Hélène de Montgeroult, née le 2 mars 1764, est une compositrice lyonnaise. Très jeune, elle se fait remarquer dans différents salons, dont celui de la célèbre Germaine de Staël et de la non moins célèbre Félicité de Genlis. L’année suivant son mariage, en 1785, elle rencontre le violoniste Giovanni Viotti, avec qui elle noue une amitié profonde, amitié qui les entraînera à donner plusieurs concerts ensemble.
Son talent de pianiste lui donne le poste de professeure de piano au Conservatoire de musique tout fraîchement créé en 1795. Elle est ainsi la première professeure de piano du Conservatoire ainsi que la première femme à exercer cette profession. La même année, elle publie ses premières sonates et se fait reconnaître ainsi comme éminente compositrice.

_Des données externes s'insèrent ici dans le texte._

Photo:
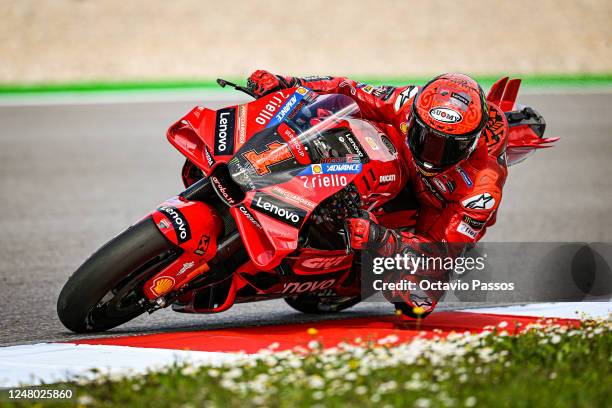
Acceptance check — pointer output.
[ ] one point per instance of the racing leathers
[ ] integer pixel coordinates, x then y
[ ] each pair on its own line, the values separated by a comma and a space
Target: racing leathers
456, 205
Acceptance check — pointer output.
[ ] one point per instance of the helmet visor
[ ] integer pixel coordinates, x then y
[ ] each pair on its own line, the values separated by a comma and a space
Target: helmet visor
434, 150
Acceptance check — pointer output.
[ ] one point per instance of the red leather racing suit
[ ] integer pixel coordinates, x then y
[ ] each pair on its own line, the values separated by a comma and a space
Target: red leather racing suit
454, 206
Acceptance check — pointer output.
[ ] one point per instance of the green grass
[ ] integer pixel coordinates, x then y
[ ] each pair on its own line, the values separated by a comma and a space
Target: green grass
7, 89
551, 366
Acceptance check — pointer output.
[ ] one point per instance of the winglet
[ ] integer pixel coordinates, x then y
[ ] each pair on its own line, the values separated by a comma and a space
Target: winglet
510, 94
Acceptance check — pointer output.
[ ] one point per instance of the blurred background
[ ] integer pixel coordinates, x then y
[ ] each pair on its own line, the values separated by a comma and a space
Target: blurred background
76, 168
116, 40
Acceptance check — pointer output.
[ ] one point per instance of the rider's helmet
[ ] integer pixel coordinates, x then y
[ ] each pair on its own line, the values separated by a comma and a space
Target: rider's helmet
448, 115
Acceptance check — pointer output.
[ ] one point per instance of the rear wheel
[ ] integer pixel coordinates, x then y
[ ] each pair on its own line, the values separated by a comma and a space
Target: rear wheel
319, 305
106, 290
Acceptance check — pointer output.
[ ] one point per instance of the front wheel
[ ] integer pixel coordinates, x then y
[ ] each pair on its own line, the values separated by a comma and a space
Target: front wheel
106, 290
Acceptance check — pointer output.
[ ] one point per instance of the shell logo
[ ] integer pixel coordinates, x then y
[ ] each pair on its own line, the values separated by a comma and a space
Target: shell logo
162, 285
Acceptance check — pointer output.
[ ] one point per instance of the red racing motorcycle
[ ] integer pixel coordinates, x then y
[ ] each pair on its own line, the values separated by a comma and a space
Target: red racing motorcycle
268, 186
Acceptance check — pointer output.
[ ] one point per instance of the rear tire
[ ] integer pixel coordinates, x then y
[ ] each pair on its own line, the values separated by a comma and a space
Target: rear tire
106, 290
320, 305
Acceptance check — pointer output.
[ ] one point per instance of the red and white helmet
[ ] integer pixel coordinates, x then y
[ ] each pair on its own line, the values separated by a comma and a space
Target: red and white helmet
447, 118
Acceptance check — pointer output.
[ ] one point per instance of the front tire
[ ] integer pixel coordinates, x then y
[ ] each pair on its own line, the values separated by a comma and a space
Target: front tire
106, 291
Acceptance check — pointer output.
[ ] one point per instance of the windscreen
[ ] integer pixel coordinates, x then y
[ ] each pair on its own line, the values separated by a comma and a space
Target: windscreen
314, 131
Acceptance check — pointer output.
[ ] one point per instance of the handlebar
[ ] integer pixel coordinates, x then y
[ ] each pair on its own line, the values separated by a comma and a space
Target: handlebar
223, 83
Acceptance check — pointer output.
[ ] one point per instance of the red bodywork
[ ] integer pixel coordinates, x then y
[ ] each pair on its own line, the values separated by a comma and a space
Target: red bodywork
267, 240
211, 139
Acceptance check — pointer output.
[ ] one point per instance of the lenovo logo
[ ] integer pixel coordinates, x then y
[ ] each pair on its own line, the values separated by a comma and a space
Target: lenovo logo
224, 131
278, 209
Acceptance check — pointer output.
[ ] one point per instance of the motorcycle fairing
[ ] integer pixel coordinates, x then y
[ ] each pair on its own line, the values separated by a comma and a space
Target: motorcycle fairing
208, 137
194, 227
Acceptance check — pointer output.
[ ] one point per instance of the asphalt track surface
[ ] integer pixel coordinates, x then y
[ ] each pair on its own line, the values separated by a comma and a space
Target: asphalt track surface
73, 176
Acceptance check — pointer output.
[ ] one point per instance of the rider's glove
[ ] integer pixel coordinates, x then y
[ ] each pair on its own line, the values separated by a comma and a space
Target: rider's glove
366, 233
262, 82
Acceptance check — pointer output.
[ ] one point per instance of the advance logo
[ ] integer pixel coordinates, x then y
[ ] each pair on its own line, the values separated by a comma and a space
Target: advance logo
278, 209
225, 124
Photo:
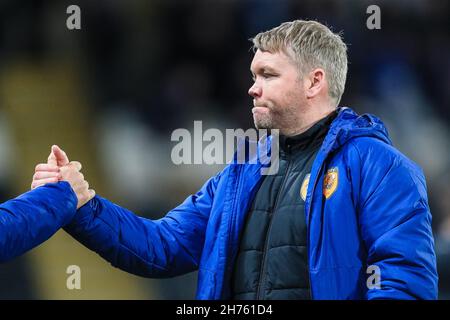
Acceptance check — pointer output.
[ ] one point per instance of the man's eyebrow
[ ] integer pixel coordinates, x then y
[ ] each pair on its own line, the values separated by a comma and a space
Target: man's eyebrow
263, 68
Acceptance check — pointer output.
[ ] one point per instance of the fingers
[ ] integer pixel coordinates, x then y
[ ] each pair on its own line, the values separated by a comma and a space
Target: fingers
46, 174
60, 156
46, 167
41, 182
51, 160
76, 165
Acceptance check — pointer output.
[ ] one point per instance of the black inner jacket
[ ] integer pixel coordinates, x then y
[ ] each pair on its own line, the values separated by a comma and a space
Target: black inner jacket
272, 260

Son œuvre la plus importante combine à la fois ses talents de compositrice et son rôle de pédagogue, puisqu’elle va écrire pas moins de 114 études pour le piano, de difficulté croissante et dans des styles allant du baroque au premier romantisme. Jérôme Dorival, spécialiste lyonnais de la compositrice, la considère comme le chaînon manquant entre Mozart et Chopin. Il n’en reste pas moins qu’elle a beaucoup fait pour le piano et que son cour et sa pédagogie sont restés longtemps dans les mémoires, jusqu’à des pianistes du XXe siècle, puisqu’Antoine Marmontel, professeur de piano du jeune Claude Debussy, connaissait encore le travail d’Hélène de Montgeroult.